Que canção cantavam as sereias?
Que nome adotou Aquiles, quando
se escondeu no meio das mulheres?
- Perguntas embaraçantes, decerto,
mas que não ficam fora do alcance
de qualquer conjetura.

Sir Thomas Browne
As faculdades do espírito que definimos como "analíticas"
são, em si mesmas, muito pouco susceptíveis de análise.
Só as apreciamos pelos seus resultados.

O que sabemos, entre outras coisas, é que são, para
quem as possui em grau elevado, fonte dos mais vívidos
prazeres. Tal como o homem forte se compraz com as
suas aptidões físicas e se deleita com os exercícios que
põem os músculos em ação, assim também o analítico
alcança a sua maior glória por meio dessa atividade
espiritual cuja função é desvendar. Obtém prazer mesmo
nas ocasiões mais triviais que façam apelo aos seus
talentos.

É viciado em enigmas, adivinhas, hieróglifos; em cada
solução exibe a força de uma perspicácia que, na opinião
corrente, adquire um carácter sobrenatural.
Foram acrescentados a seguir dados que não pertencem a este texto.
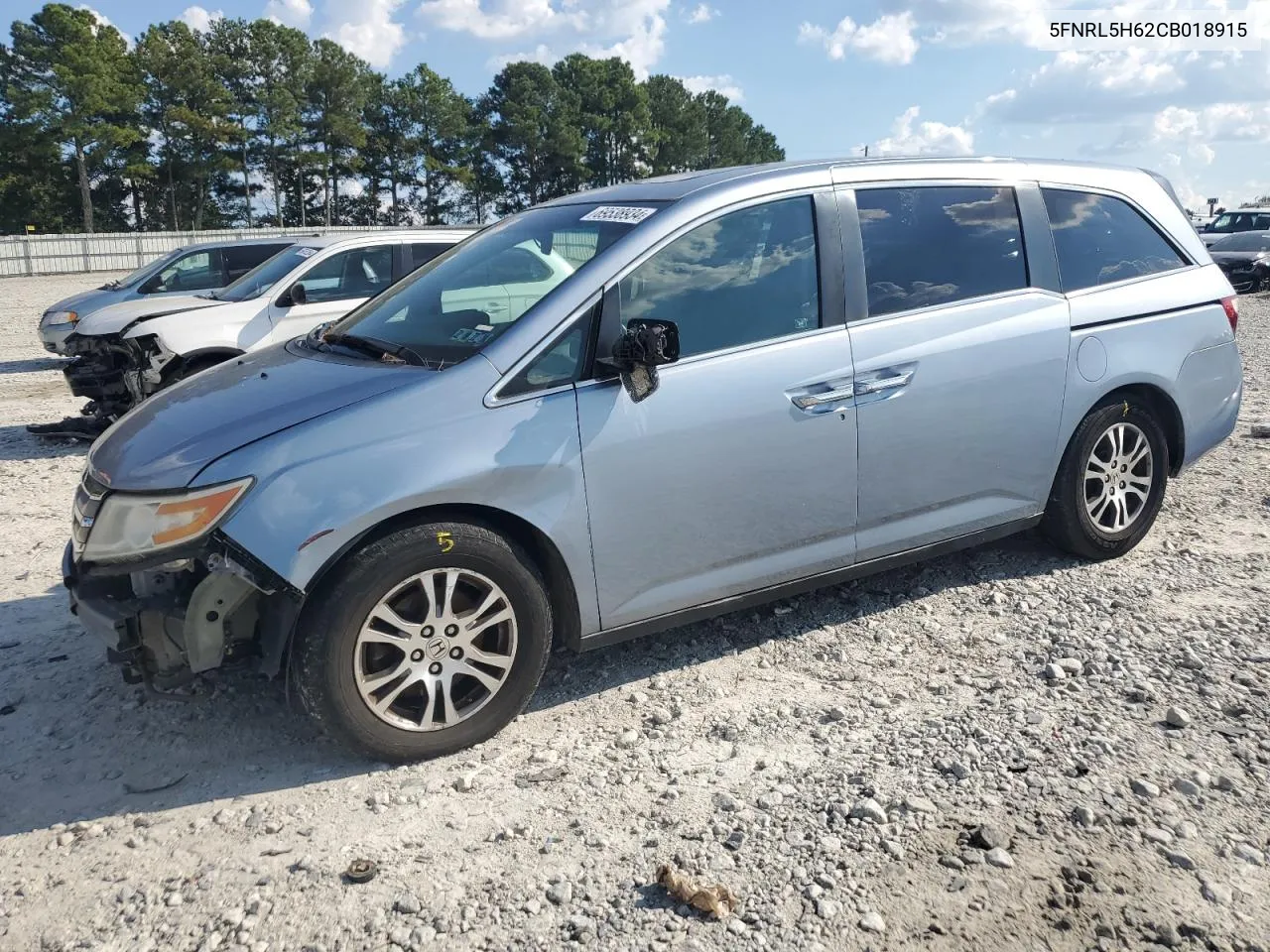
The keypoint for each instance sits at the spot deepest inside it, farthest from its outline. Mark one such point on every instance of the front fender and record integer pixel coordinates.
(324, 484)
(222, 327)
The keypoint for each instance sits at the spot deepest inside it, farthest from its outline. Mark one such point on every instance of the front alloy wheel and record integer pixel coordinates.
(425, 642)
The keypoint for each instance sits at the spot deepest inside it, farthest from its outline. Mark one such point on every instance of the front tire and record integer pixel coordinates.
(425, 643)
(1111, 481)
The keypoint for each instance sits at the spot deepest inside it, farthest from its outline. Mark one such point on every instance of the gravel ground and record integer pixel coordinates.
(1002, 749)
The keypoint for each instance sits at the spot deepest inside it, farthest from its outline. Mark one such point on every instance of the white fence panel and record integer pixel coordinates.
(122, 252)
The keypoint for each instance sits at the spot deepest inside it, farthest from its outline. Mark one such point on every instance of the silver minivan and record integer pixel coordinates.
(753, 382)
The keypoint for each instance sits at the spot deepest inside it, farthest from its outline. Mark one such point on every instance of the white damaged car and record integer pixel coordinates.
(126, 352)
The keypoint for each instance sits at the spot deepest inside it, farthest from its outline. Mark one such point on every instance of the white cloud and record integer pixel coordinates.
(293, 13)
(887, 40)
(507, 19)
(199, 18)
(366, 28)
(702, 13)
(724, 85)
(926, 139)
(631, 30)
(102, 21)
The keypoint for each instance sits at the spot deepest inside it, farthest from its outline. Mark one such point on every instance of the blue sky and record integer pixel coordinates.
(905, 76)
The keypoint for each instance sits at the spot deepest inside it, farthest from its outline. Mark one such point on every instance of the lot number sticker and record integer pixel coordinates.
(621, 213)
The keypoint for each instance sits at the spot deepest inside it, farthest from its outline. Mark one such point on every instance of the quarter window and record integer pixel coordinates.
(198, 271)
(744, 277)
(1100, 239)
(422, 253)
(933, 245)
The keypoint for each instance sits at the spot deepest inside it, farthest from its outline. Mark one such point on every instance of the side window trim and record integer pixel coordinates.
(610, 315)
(584, 312)
(852, 240)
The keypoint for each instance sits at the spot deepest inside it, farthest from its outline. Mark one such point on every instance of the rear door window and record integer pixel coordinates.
(423, 252)
(239, 259)
(1100, 239)
(937, 244)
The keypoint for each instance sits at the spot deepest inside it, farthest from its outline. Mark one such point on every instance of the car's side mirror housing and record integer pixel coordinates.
(640, 349)
(296, 295)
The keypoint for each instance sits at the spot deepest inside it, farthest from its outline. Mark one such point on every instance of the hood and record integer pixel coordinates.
(117, 316)
(85, 301)
(166, 440)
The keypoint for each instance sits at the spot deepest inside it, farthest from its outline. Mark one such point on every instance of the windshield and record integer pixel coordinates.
(266, 275)
(144, 271)
(457, 303)
(1243, 243)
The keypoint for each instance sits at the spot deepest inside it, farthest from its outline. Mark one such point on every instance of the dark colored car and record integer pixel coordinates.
(1245, 258)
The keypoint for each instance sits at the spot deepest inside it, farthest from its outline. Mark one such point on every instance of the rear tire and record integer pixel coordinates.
(425, 643)
(1111, 481)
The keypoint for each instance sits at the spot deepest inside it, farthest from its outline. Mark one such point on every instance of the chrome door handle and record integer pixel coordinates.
(808, 400)
(876, 386)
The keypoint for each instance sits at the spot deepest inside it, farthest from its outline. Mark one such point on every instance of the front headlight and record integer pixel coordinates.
(134, 525)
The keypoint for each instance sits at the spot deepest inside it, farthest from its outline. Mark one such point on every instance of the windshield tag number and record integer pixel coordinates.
(620, 213)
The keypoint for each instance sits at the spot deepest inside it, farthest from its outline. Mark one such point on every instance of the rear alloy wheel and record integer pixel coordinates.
(425, 642)
(1111, 481)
Os resultados, habilmente deduzidos pela própria alma e
pela essência do seu método, têm na verdade a aparência
de uma intuição.
Esta capacidade de resolução adquire talvez grande força com o estudo da matemática, e em particular do mais alto ramo dessa
ciência, que – de forma assaz inadequada e só em razão das suas operações retrógradas – foi chamado "análise", como se fosse
a análise
par excelence. Porque, resumindo, nem todo o cálculo é em si mesmo análise. Um jogador de xadrez, por exemplo, faz
muito bem um, mas não a outra. Decorre daí que o xadrez, nos seus efeitos sobre a natureza espiritual, é muito pouco apreciado.
Não pretendo exarar aqui um tratado sobre a análise, mas simplesmente introduzir uma narrativa assaz singular com algumas
observações sem pretensão, e que lhe servem de prefácio.
Aproveito, pois, este ensejo para proclamar que a força da reflexão é muito mais eficaz
e proveitosamente explorada pelo modesto jogo das damas do que pela laboriosa
futilidade do xadrez. Neste jogo em que peças têm movimentos variados e estranhos, e
representam valores diversos e variáveis, a complexidade é tomada – num erro
bastante comum – como profundidade.

A atenção é nele fortemente solicitada. Se se afrouxa num instante, comete-se um
erro, de onde resulta uma perda ou uma derrota. Como todos os movimentos possíveis
são não só variados, mas também desiguais em amplitude, as hipóteses de ocorrência
destes erros vêem-se multiplicadas; e em nove em cada dez casos, é o jogador mais
atento que ganha, e não o mais hábil.

No jogo das damas, inversamente, em que o movimento é unique e poucas variações
tem, as probabilidades de desatenção são muito menores e, não estando a atenção
tão absolutamente monopolizada, todas as vantagens alcançadas por cada jogador só
podem ser atribuídas a uma maior perspicácia.
Abandonemos estas abstrações e suponhamos um jogo das damas em que a
totalidade das peças está reduzida a quatro damas, e em que, naturalmente,
não há a esperar desatenções.

É evidente que a vitória apenas pode ser decidida – considerando que
ambas as partes são absolutamente iguais – através de um movimento
recherché, resultante de um esforço poderoso da inteligência.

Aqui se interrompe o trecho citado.